The Professional Practice Fellowship Scheme will provide time and support for library staff:

  • To develop their capability, capacity, and confidence as research partners and leaders.

  • To enable colleagues to place their work within wider professional or disciplinary frameworks which will have a transformative effect on their ability to act as research partners or leaders.

  • To equip colleagues with the research skills, knowledge, and confidence, to transform their professional practice through research.

  • To result in a tangible outcome that enables the fellowship to bring discernable and lasting benefit to both the individual, and their institution, beyond the fellowship’s duration.

This scheme is a direct response to the findings of a collaborative scoping study, undertaken by RLUK in partnership with the AHRC and Evidence Base, across January-June 2021.

The scoping study explored the role, and potential role, of research and academic libraries as partners in, and leaders of, academic and scholarly research. This included colleagues working across a wide variety of professions and disciplines. The scoping study made a series of far reaching recommendations, including the need for direct investment in the research capacity and capabilities of libraries. This scheme is a direct response to this recommendation.

The AHRC-RLUK Professional Practice Fellowship Scheme is designed to develop and promote research capacity, capability, and confidence amongst colleagues working with research and academic libraries. This includes colleagues working within a broad range of disciplines, professions, and institutions.

The scheme is delivered in partnership between AHRC and RLUK, and is open to colleagues working across a wide variety of institutions, including both RLUK and non-RLUK members. Applications are particularly welcome from early career professionals and colleagues from under represented groups

General enquiries

General scheme enquiries including regarding the eligibility criteria and application process: Tao Chang at infrastructure@ahrc.ukri.org, inserting RLUK PPF21 in the subject line. 
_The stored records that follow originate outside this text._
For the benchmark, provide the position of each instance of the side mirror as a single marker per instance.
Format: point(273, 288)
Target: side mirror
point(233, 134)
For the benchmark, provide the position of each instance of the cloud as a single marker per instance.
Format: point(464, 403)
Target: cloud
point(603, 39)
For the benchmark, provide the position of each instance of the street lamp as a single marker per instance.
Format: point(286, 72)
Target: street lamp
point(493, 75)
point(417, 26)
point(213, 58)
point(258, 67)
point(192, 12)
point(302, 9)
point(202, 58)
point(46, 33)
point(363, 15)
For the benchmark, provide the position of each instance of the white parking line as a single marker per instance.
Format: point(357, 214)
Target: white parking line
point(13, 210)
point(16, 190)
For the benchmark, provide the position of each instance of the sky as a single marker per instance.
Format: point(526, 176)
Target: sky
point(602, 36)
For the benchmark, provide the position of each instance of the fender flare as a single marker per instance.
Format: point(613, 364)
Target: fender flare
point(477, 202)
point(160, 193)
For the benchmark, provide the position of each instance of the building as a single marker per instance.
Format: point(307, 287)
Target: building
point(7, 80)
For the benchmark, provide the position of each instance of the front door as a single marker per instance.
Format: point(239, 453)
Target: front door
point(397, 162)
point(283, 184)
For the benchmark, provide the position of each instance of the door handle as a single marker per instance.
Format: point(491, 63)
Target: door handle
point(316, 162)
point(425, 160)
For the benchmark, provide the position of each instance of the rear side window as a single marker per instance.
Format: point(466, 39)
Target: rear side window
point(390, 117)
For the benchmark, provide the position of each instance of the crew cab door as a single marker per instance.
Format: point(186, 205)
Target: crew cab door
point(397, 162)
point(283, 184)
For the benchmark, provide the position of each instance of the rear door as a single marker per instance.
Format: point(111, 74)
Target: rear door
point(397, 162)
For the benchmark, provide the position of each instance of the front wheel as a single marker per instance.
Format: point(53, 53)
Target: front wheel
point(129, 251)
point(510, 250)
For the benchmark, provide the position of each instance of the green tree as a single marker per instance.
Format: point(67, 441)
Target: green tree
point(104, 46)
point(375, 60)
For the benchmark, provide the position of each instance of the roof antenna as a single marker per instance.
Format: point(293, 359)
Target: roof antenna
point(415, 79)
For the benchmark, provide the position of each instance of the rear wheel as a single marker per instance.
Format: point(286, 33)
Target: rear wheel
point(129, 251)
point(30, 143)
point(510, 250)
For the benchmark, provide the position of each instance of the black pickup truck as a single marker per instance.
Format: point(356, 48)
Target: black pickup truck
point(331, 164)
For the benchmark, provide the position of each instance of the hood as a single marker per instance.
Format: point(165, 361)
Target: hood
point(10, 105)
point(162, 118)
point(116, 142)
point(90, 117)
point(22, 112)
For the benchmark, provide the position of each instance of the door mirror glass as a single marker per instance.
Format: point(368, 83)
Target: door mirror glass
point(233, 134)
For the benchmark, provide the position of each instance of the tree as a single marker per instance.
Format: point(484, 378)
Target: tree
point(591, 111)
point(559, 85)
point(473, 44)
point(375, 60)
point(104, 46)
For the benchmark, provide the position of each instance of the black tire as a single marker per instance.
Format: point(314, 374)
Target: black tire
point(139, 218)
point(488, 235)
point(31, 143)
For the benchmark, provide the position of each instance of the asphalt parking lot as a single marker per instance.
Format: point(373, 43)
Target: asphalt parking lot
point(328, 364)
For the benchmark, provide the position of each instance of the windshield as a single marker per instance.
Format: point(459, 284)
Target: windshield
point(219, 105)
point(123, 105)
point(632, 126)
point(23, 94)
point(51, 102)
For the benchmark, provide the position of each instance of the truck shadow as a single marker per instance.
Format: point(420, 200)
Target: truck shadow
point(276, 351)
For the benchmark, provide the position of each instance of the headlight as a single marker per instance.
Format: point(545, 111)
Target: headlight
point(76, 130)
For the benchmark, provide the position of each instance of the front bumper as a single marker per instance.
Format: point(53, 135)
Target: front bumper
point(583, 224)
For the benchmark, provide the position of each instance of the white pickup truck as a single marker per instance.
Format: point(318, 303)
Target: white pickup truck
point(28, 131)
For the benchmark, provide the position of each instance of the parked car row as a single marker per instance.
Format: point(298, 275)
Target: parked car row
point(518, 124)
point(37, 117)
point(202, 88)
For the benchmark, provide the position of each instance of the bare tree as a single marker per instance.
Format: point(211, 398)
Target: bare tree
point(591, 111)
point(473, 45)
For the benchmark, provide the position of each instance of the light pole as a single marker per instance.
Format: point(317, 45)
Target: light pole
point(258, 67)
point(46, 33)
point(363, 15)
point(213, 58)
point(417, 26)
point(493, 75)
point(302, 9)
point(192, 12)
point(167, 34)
For specific questions regarding how the scheme can support the work of libraries, archives, special collections, and museums: Matt Greenhall at matthew.greenhall@rluk.ac.uk, inserting RLUK PPF21 in the subject line. 


The Scheme seeks to encourage and enable applications from a wide variety of colleagues, working across professional and disciplinary boundaries, and from a range of institutions. 

Applicants do not need to work within an RLUK member institution to apply to this scheme, and can work within any unit or department that sits within a research or academic library which belongs to a Higher Education Institution (HEI), Independent Research Organisation (IRO), or is a member of Research Libraries UK (RLUK). 

In order to be eligible for the AHRC-RLUK Professional Practice Fellowship scheme, at the point of application, applicants must:

  • Be employed by an academic or research library that belongs to a recognised UK Higher Education Institution (HEI), Independent Research Organisation (IRO), or is a member of Research Libraries UK (RLUK)
  • Have at least two years of experience working within a collection-holding, cultural, or information institution or two-years postdoctoral experience
  • Have an existing employment contract that lasts at least until the end of the award
  • Have identified a named and willing mentor, with a strong academic or professional practice background relevant to their fellowship, who is willing to act as a mentor during the duration of their fellowship. This individual can work within their own institution or at an external institution or body
  • The research and work undertaken through these fellowships must fall under the funding remit of the AHRC.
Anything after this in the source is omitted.